Awards and Distinctions
2011 Organization of American Historians Liberty Legacy Foundation Award for the best book by a historian on the civil rights struggle from the beginnings of the nation to the present
2011 Society for Military History Distinguished Book Award for United States Military History
2011 CHOICE Outstanding Academic Title
On April 2, 1917, Woodrow Wilson thrust the United States into World War I by declaring, “The world must be made safe for democracy.” For the 380,000 African American soldiers who fought and labored in the global conflict, these words carried life or death meaning. Relating stories bridging the war and postwar years, spanning the streets of Chicago and the streets of Harlem, from the battlefields of the American South to the battlefields of the Western Front, Chad L. Williams reveals the central role of African American soldiers in World War I and how they, along with race activists and ordinary citizens alike, committed to fighting for democracy at home and beyond.

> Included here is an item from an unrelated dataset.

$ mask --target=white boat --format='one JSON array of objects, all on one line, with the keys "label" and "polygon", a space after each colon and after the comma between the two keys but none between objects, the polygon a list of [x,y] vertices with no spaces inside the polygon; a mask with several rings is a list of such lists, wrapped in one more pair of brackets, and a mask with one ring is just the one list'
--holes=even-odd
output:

Using a diverse range of sources, Williams connects the history of African American soldiers and veterans to issues such as the obligations of citizenship, combat and labor, diaspora and internationalism, homecoming and racial violence, “New Negro” militancy, and African American historical memories of the war. Democracy may have been distant from the everyday lives of African Americans at the dawn of the war, but it nevertheless remained a powerful ideal that sparked the hopes of black people throughout the country for societal change. Torchbearers of Democracy reclaims the legacy of black soldiers and establishes the World War I era as a defining moment in the history of African Americans and peoples of African descent more broadly.

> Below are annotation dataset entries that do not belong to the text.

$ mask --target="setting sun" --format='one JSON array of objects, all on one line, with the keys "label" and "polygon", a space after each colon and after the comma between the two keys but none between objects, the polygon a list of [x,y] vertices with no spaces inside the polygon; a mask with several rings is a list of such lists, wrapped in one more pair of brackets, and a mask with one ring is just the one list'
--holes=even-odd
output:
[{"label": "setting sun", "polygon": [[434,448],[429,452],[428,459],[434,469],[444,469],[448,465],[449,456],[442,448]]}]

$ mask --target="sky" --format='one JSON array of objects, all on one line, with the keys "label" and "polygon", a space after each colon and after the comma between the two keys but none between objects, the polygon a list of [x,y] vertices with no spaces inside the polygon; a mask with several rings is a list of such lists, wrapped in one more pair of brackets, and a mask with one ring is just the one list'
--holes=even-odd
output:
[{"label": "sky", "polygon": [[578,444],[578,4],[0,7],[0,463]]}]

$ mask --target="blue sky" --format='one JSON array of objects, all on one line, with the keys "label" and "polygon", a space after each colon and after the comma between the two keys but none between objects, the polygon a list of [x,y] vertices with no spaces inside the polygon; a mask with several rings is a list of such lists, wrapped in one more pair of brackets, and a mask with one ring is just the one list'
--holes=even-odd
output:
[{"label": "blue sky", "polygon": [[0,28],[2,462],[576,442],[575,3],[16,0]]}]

“In this important, sophisticated, and original study, Chad Williams establishes the centrality of black soldiers and veterans to the struggles against racial inequality during World War I as no other book does. Torchbearers of Democracy sensitively examines the fraught connections between citizenship, obligation, and race while highlighting the diversity of black soldiers experiences in fighting on behalf of a democracy that denied them rights and dignity. This is a major contribution to political, military, and civil rights history.”
–Eric Arnesen, George Washington University
“Indispensable. . . . Bits and pieces of this story may be found in a variety of other histories, but none to date have put the entire story together with the comprehensiveness, care, research, and insight of this hefty work. Highly recommended.”
“Truly pathbreaking. . . . The most complete portrait to date of the war’s resounding impact on both personal lives and the overall civil rights movement.”
–Jennifer D. Keene, Journal of Military History
“Torchbearers of Democracy follows African American soldiers from Paris, Texas, to Paris, France, and shows how black soldiers struggled all along that meridian, finding in each place a new set of obstacles to their full exercise of freedom. . . . Rigorous, ambitious, and impressively thorough. . . . Brings a fresh, broad, and modern interpretation of the war’s influence on African Americans’ social and political culture.
–Sarah-Jane Mathieu, American Quarterly
“Torchbearers of Democracy reclaims the legacy of black soldiers and establishes the World War I era as a defining moment in the history of African Americans and peoples of African descent more broadly. . . . This book is an important addition to a W.W.I library.”